OGH 2Ob68/13h

OGH2Ob68/13h25.4.2013

Der Oberste Gerichtshof hat durch den Senatspräsidenten Dr. Baumann als Vorsitzenden und die Hofräte Dr. Veith, Dr. E. Solé, Dr. Schwarzenbacher und Dr. Nowotny als weitere Richter in der Rechtssache der klagenden Partei M***** W*****, vertreten durch Dr. Georg Haunschmidt, Rechtsanwalt in Wien, wider die beklagte Partei Wiener Linien GmbH & Co KG, 1030 Wien, Erdbergstraße 202, vertreten durch Dr.

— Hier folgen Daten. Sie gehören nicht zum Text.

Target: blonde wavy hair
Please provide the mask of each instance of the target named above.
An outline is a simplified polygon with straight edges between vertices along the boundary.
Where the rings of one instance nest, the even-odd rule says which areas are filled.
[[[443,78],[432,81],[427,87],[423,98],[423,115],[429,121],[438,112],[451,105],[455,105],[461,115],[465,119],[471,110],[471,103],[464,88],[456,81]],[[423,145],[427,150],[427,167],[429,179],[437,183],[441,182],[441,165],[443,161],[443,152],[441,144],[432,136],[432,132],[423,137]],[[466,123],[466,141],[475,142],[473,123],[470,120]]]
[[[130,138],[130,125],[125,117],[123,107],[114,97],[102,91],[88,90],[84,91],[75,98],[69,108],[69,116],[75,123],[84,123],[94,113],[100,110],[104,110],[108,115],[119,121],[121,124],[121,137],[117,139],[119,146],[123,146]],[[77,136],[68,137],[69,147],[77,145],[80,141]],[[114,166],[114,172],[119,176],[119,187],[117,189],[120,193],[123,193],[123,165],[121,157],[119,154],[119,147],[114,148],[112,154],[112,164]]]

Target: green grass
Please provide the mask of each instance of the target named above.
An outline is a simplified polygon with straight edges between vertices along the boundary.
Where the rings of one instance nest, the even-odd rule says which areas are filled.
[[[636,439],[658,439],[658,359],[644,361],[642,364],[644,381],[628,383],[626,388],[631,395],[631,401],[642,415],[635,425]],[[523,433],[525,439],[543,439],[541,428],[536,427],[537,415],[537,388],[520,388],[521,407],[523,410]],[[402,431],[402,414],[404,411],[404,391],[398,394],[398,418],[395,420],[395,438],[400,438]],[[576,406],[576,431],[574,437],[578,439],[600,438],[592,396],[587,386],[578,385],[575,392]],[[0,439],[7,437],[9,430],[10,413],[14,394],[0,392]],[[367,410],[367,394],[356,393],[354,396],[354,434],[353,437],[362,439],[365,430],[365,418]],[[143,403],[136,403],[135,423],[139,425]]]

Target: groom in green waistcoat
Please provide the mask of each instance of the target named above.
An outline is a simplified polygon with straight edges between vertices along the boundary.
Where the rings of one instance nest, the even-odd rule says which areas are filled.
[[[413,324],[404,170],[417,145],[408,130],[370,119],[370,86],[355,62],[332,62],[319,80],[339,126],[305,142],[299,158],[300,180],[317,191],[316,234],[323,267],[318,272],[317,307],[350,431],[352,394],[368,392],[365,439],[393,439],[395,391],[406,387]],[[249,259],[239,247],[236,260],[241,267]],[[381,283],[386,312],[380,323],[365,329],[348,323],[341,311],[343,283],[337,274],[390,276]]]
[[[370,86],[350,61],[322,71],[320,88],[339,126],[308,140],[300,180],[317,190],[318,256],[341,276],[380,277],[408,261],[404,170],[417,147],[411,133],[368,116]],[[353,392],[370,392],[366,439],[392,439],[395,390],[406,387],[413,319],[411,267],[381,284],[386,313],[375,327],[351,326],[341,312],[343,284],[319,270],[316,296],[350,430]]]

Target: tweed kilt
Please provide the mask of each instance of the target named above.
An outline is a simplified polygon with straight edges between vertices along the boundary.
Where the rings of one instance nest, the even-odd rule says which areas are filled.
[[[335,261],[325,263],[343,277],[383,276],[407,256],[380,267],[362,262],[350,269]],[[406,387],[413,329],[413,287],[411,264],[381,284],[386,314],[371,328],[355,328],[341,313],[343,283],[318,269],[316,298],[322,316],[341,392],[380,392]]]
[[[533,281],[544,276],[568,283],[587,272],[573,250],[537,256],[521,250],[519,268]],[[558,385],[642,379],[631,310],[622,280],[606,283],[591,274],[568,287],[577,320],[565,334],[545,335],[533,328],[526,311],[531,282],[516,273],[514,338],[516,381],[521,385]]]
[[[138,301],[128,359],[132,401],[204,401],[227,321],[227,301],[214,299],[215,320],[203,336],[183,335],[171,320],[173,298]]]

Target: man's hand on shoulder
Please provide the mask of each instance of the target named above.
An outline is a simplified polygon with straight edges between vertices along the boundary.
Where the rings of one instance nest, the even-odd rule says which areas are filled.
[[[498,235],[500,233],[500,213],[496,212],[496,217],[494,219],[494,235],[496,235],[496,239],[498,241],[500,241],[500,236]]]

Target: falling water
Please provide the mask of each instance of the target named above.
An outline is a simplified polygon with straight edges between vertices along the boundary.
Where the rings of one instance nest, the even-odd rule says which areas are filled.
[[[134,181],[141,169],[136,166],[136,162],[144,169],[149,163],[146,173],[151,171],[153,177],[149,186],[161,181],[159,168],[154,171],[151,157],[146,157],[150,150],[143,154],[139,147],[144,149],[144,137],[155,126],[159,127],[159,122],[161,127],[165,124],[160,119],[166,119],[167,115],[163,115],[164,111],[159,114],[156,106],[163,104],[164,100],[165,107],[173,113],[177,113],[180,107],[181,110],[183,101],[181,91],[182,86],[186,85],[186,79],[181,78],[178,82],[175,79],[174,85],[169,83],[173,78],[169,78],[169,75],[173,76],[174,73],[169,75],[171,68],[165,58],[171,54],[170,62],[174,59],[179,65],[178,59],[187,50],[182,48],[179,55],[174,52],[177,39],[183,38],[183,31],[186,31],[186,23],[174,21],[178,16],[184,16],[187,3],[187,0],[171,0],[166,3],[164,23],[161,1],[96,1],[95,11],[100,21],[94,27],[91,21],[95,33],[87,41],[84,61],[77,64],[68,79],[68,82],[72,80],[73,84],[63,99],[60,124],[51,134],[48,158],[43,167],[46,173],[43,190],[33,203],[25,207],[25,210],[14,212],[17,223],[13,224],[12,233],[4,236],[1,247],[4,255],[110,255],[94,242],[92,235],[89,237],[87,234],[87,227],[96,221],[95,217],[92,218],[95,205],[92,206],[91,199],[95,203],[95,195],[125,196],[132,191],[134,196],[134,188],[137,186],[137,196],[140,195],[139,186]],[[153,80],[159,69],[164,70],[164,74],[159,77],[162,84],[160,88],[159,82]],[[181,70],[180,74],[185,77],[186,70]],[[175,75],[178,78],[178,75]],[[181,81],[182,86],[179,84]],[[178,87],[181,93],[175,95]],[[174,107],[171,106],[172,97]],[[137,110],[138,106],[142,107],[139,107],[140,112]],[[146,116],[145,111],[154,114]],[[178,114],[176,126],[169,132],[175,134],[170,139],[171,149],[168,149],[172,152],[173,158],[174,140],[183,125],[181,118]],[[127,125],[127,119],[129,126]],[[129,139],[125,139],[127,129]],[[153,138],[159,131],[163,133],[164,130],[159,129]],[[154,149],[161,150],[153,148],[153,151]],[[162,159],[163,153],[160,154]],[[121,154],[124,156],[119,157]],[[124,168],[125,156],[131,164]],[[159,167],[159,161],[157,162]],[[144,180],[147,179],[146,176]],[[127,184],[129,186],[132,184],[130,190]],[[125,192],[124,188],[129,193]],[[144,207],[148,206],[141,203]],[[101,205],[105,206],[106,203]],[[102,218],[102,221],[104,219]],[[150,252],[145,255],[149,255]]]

Ralph Mayer, Rechtsanwalt in Wien, und die auf Seiten der beklagten Partei beigetretene Nebenintervenientin Stadt Wien, 1082 Wien, Rathaus, Stiege 4, vertreten durch die Pitzal & Partner Rechtsanwälte OG in Wien, wegen 12.750 EUR sA und Feststellung (2.000 EUR), über die Revision der klagenden Partei gegen das Urteil des Oberlandesgerichts Wien als Berufungsgericht vom 17. Jänner 2013, GZ 11 R 4/13h‑57, womit das Urteil des Landesgerichts für Zivilrechtssachen Wien vom 31. Oktober 2012, GZ 55 Cg 19/10h‑48, abgeändert wurde, zu Recht erkannt:

European Case Law Identifier: ECLI:AT:OGH0002:2013:0020OB00068.13H.0425.000

 

Spruch:

Der Revision wird Folge gegeben.

Die Entscheidung des Berufungsgerichts wird so abgeändert, dass sie folgendermaßen zu lauten hat:

„1. Die Klagsforderung besteht mit 1.900 EUR zu Recht.

2. Die Gegenforderung besteht mit 495,34 EUR zu Recht.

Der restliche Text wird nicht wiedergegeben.